Like, if all of my getters are .watch() streams, that's not just n+1 queries, it's n+1 watchers, streams, StreamBuilders, etc. How expensive are those abstractions, and... should I care? Does it even matter?

/// Lazy getters approach.
/// 
/// Simple, defers evaluation until render, but results in:
/// * n+1 queries and db watchers (or no db watchers with futures) 
/// * the need for lots of StreamBuilders or FutureBuilders
extension TaskMethods on Task {
  Stream<List<CalendarEvent>> get calendarEvents =>
      db.calendarEvents.query((ce) => ce.whereTaskIs(this)).watch();
}

/// Upfront complex query approach.
/// 
/// Only 1 query + stream, but:
/// * more complex query code (not a big deal)
/// * either awkward or redundant domain models (kind of annoying)
/// * _or_ TupleN results (also annoying/awkward)
extension AppDatabaseMethods on AppDatabase {
  Stream<List<Tuple2<Task, List<CalendarEvent>>>> tasksWithEvents() => tasks
      .query()
      .join([leftOuterJoin(calendarEvents, calendarEvents.onTaskRef(tasks))])
      .watch()
      .map(
        arrayAgg(
          (row) => row.readTable(tasks),
          (row) => row.readTableOrNull(calendarEvents),
        ),
      )
      .map(tuplify2);
}
arrayAgg and tuplify2 for those interested ```dart /// Aggregate the results of [readValue] into a `List` under the unique keys from [readKey]. /// /// Uses [LinkedHashMap] so order is maintained. LinkedHashMap> Function(List) arrayAgg( K Function(TypedResult) readKey, V? Function(TypedResult) readValue, ) => (rows) { final agg = LinkedHashMap>(); for (final row in rows) { final key = readKey(row); agg[key] ??= []; final value = readValue(row); if (value != null) { agg[key]!.add(value); } } return agg; }; /// Convert aggregates' entries into tuples of (key, value) List> tuplify2(Map aggregates) => aggregates.entries.map((e) => Tuple2(e.key, e.value)).toList(); ```
It is also possible to use a generic record type like Tuple* to compose convenience getters, offsetting the pain of rewriting all your models for each view, but... it is still worse DX than just lazily streaming methods from already-generated models IMO ```dart extension TaskWith on Tuple2 { Task get task => first; String get title => first.title; String get description => task.description; } extension TaskWithEventsGetters on Tuple2> { List get calendarEvents => second; } /// The below uses both extensions String _firstStart(Tuple2> t) => t.title + ' ' + t.calendarEvents.first.start.toString(); ```
simolus3 commented 3 years ago

That's an interesting question! In general, I think the cost of a sqlite query tends to be overestimated because most of us are coming from database servers where each query requires a network roundtrip. That's not an issue with sqlite, where simple queries are quite cheap. We could consider implementing a cache for prepared statements in moor to improve performance for queries with the same sql code but different variables. I didn't do any benchmarking to see if that's actually a bottleneck though.

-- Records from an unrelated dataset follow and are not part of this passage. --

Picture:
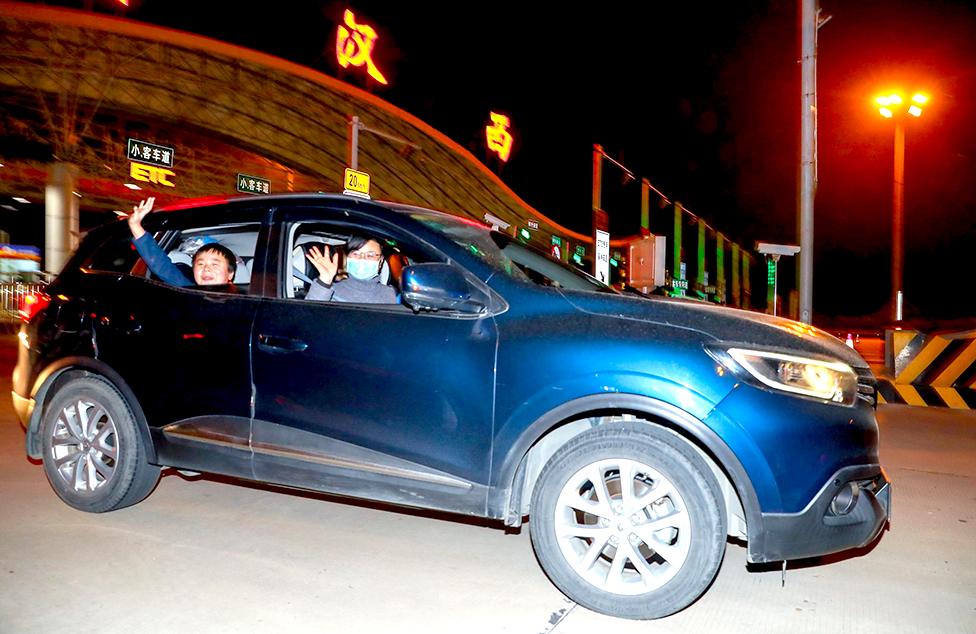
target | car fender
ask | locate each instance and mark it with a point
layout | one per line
(678, 418)
(49, 376)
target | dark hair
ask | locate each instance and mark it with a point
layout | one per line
(227, 254)
(357, 242)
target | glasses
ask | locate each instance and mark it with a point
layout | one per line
(372, 256)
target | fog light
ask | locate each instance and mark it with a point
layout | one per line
(845, 500)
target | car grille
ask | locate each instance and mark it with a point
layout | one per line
(867, 386)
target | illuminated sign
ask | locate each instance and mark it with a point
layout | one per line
(355, 183)
(151, 174)
(151, 153)
(498, 137)
(252, 184)
(602, 251)
(354, 46)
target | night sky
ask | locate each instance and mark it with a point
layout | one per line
(701, 98)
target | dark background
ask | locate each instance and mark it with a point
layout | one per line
(700, 98)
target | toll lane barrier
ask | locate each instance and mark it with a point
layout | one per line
(930, 370)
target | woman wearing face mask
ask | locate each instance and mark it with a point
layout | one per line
(364, 260)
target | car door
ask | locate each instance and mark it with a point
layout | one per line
(371, 400)
(184, 352)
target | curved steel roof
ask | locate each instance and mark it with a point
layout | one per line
(76, 85)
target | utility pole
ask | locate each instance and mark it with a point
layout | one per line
(808, 154)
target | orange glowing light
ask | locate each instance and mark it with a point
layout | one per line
(891, 105)
(498, 137)
(354, 46)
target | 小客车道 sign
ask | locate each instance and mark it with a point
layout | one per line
(253, 184)
(150, 153)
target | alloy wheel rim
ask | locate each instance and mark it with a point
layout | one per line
(85, 446)
(622, 526)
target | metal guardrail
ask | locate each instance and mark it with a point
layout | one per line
(11, 295)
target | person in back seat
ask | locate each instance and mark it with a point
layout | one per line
(213, 263)
(364, 260)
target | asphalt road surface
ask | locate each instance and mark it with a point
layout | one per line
(208, 555)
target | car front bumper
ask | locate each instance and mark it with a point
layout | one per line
(849, 512)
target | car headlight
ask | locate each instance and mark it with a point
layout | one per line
(832, 381)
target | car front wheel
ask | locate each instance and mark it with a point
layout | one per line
(94, 456)
(627, 520)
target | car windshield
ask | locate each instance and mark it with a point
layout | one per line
(507, 255)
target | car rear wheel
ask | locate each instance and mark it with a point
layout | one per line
(627, 520)
(94, 456)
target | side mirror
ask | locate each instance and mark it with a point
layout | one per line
(439, 286)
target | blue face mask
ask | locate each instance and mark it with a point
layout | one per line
(362, 269)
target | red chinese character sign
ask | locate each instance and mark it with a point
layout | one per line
(354, 46)
(498, 137)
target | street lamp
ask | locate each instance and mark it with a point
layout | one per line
(893, 107)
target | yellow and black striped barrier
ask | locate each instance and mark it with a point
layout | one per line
(930, 370)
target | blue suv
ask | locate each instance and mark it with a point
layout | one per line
(636, 434)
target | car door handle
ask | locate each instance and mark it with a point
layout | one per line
(274, 343)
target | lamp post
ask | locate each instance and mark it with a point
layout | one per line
(893, 107)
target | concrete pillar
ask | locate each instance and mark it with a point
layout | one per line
(61, 227)
(720, 267)
(736, 294)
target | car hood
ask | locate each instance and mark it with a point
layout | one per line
(719, 323)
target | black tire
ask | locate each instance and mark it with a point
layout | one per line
(675, 522)
(94, 456)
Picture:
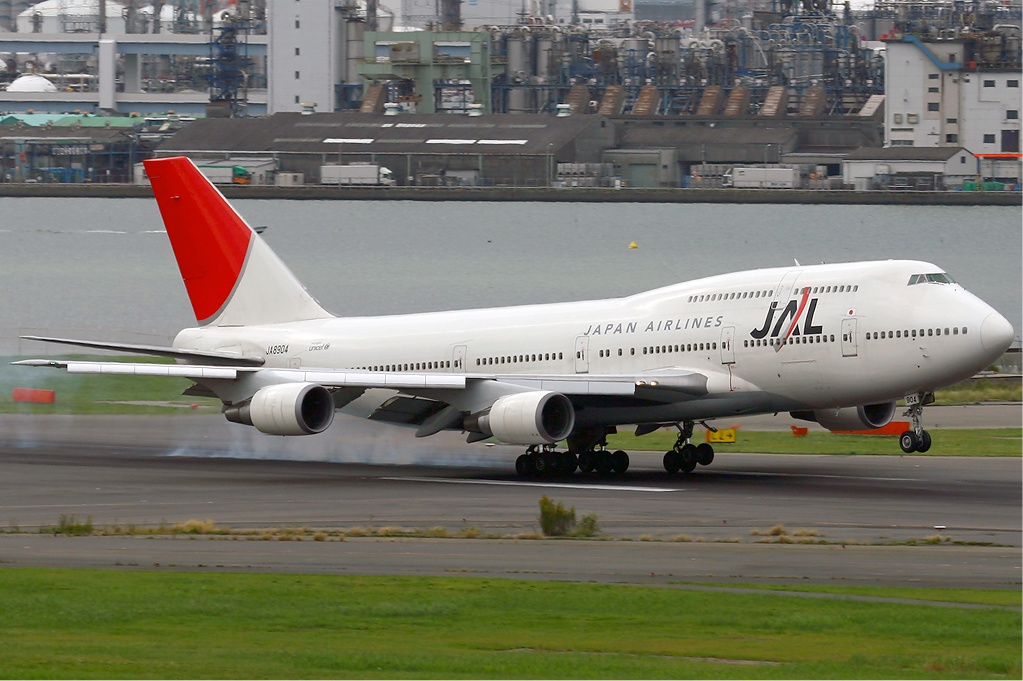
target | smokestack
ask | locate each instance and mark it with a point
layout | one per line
(450, 14)
(370, 14)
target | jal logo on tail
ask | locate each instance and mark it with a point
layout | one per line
(791, 315)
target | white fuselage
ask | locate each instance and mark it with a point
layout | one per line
(787, 338)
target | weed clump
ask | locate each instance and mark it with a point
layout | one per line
(71, 527)
(556, 520)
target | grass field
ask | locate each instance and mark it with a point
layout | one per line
(108, 624)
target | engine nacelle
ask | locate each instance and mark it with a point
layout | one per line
(286, 409)
(865, 417)
(526, 418)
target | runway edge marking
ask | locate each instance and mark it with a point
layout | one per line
(564, 486)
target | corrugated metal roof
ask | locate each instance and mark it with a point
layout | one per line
(423, 133)
(903, 153)
(672, 135)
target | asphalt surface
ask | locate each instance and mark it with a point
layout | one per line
(707, 527)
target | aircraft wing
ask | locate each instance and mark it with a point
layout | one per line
(674, 380)
(158, 351)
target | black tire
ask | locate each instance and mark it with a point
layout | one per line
(688, 458)
(586, 462)
(619, 462)
(672, 461)
(908, 442)
(604, 462)
(569, 463)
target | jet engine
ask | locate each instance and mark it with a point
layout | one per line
(865, 417)
(526, 418)
(286, 409)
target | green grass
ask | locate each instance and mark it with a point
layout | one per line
(981, 390)
(998, 597)
(980, 442)
(110, 624)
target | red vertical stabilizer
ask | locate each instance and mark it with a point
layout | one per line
(210, 239)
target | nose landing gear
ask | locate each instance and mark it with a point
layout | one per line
(917, 439)
(684, 456)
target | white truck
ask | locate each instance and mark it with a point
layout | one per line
(760, 178)
(356, 174)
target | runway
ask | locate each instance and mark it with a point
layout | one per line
(657, 529)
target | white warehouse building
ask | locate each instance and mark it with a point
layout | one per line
(962, 91)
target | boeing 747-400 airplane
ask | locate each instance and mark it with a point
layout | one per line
(832, 344)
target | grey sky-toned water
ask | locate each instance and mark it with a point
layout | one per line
(103, 268)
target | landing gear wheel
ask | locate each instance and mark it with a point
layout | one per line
(909, 442)
(705, 454)
(569, 463)
(587, 462)
(619, 462)
(688, 458)
(605, 462)
(672, 461)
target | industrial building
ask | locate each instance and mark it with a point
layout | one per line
(107, 55)
(427, 149)
(912, 169)
(668, 95)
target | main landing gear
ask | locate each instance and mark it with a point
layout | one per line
(684, 456)
(587, 453)
(916, 440)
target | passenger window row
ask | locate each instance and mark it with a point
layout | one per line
(730, 297)
(792, 341)
(411, 366)
(914, 333)
(847, 288)
(519, 359)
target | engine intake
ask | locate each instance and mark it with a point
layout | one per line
(865, 417)
(286, 409)
(526, 418)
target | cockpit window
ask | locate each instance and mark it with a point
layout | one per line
(938, 277)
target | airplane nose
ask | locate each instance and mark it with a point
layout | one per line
(995, 332)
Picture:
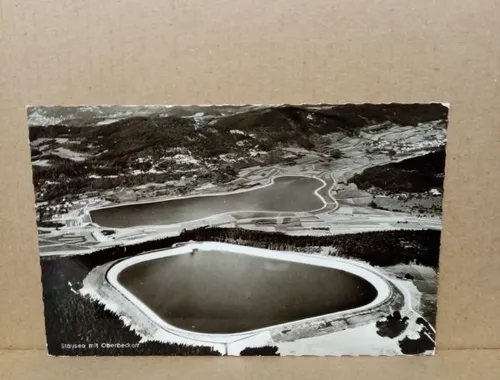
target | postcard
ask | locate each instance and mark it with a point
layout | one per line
(228, 230)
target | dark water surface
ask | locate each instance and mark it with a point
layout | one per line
(224, 292)
(285, 194)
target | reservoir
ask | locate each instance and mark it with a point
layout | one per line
(224, 292)
(284, 194)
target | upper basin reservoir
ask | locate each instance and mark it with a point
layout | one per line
(284, 194)
(225, 292)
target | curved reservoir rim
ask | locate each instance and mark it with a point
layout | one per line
(89, 210)
(378, 281)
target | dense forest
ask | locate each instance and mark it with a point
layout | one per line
(73, 318)
(413, 175)
(147, 144)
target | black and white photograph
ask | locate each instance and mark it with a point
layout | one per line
(239, 230)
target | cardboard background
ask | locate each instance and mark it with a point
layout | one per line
(257, 51)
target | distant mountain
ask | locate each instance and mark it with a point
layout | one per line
(79, 116)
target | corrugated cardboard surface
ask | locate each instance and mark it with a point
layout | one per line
(256, 51)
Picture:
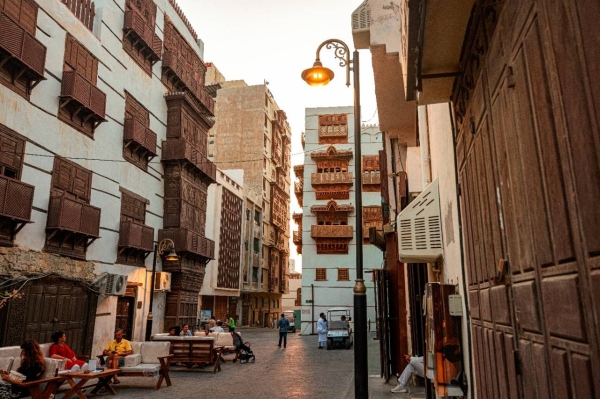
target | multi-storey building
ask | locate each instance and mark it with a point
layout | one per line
(505, 103)
(103, 153)
(252, 134)
(326, 234)
(224, 224)
(293, 299)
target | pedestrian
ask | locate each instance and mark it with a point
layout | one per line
(283, 325)
(230, 322)
(322, 330)
(414, 366)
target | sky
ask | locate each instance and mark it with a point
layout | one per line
(274, 41)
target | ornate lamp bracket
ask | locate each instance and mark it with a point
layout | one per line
(341, 52)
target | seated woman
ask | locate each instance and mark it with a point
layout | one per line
(60, 350)
(32, 366)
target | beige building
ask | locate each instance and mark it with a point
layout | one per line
(252, 134)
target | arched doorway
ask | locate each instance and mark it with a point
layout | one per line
(50, 304)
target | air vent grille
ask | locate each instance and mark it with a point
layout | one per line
(420, 237)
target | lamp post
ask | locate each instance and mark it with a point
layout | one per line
(160, 248)
(320, 76)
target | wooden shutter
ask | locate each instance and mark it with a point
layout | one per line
(132, 208)
(71, 179)
(133, 109)
(78, 58)
(24, 12)
(11, 152)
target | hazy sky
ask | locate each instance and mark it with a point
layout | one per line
(275, 40)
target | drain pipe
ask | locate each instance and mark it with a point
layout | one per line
(312, 312)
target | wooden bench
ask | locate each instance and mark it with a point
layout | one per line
(194, 350)
(35, 387)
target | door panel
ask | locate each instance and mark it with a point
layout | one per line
(529, 192)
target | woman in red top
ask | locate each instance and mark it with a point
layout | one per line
(60, 350)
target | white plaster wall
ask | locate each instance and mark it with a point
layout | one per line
(47, 136)
(443, 168)
(333, 293)
(385, 24)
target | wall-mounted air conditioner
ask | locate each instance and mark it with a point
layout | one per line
(162, 281)
(114, 284)
(420, 228)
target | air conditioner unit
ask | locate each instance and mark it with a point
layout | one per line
(114, 284)
(420, 228)
(361, 26)
(162, 281)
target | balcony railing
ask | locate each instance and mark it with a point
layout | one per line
(22, 46)
(297, 237)
(74, 216)
(331, 231)
(136, 132)
(180, 149)
(16, 199)
(331, 178)
(187, 241)
(372, 178)
(136, 235)
(75, 88)
(136, 26)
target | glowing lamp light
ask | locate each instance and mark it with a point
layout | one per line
(172, 256)
(318, 75)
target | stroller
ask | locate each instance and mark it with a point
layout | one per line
(242, 350)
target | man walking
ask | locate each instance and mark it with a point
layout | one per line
(283, 325)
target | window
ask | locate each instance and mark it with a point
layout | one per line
(321, 274)
(343, 274)
(139, 142)
(71, 180)
(333, 129)
(82, 104)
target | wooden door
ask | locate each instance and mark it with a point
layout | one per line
(49, 305)
(527, 147)
(125, 307)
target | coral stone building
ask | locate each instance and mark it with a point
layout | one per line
(326, 235)
(103, 154)
(252, 133)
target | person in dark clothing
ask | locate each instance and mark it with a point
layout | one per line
(283, 325)
(32, 366)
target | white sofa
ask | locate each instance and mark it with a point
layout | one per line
(10, 359)
(149, 359)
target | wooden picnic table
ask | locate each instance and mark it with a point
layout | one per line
(103, 377)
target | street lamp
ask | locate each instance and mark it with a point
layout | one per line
(318, 75)
(167, 248)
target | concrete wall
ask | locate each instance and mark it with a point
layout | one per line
(333, 293)
(439, 129)
(47, 135)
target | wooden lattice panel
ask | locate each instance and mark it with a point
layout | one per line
(228, 275)
(333, 129)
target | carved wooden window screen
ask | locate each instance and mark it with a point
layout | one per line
(333, 128)
(23, 12)
(79, 59)
(370, 163)
(71, 180)
(228, 275)
(133, 208)
(343, 274)
(332, 166)
(321, 274)
(11, 154)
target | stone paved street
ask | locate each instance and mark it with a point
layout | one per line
(300, 371)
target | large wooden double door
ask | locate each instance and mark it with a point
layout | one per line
(527, 113)
(48, 305)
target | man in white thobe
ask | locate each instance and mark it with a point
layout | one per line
(414, 366)
(322, 330)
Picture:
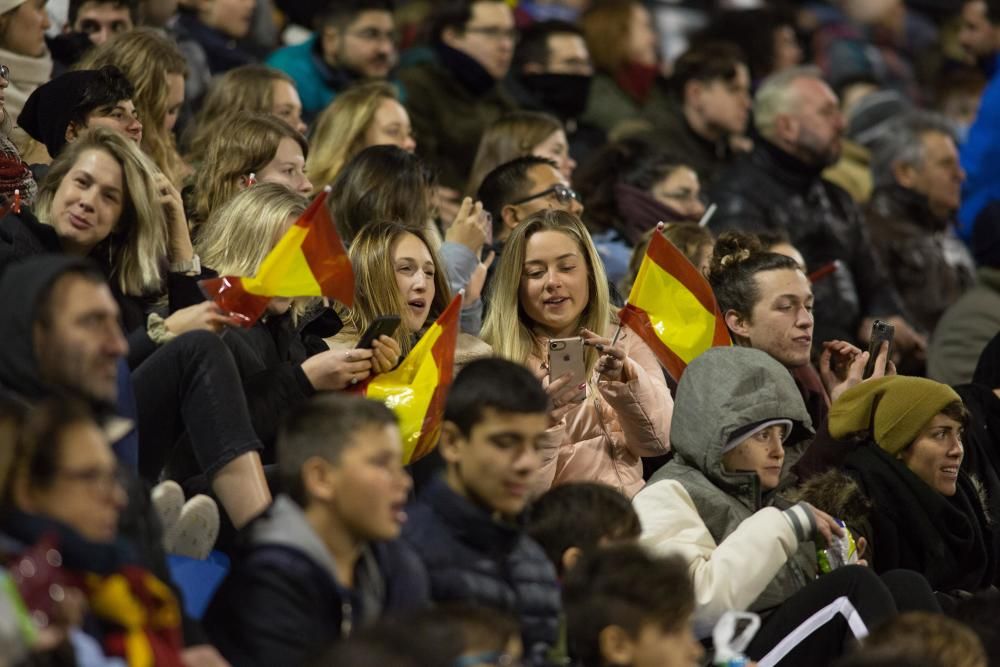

But intuitively, I'd recommend optimizing for DX and then open issues in moor if you run into specific scenarios that the library could optimize. Stream queries don't have a high overhead, you just need to be aware that moor always invalidates streams on a per-table basis. So if you have say hundreds of independent streams on a table that all have to update for a tiny change affecting one row, that might cause a performance hit. In those cases, a single stream with joins might be a better solution.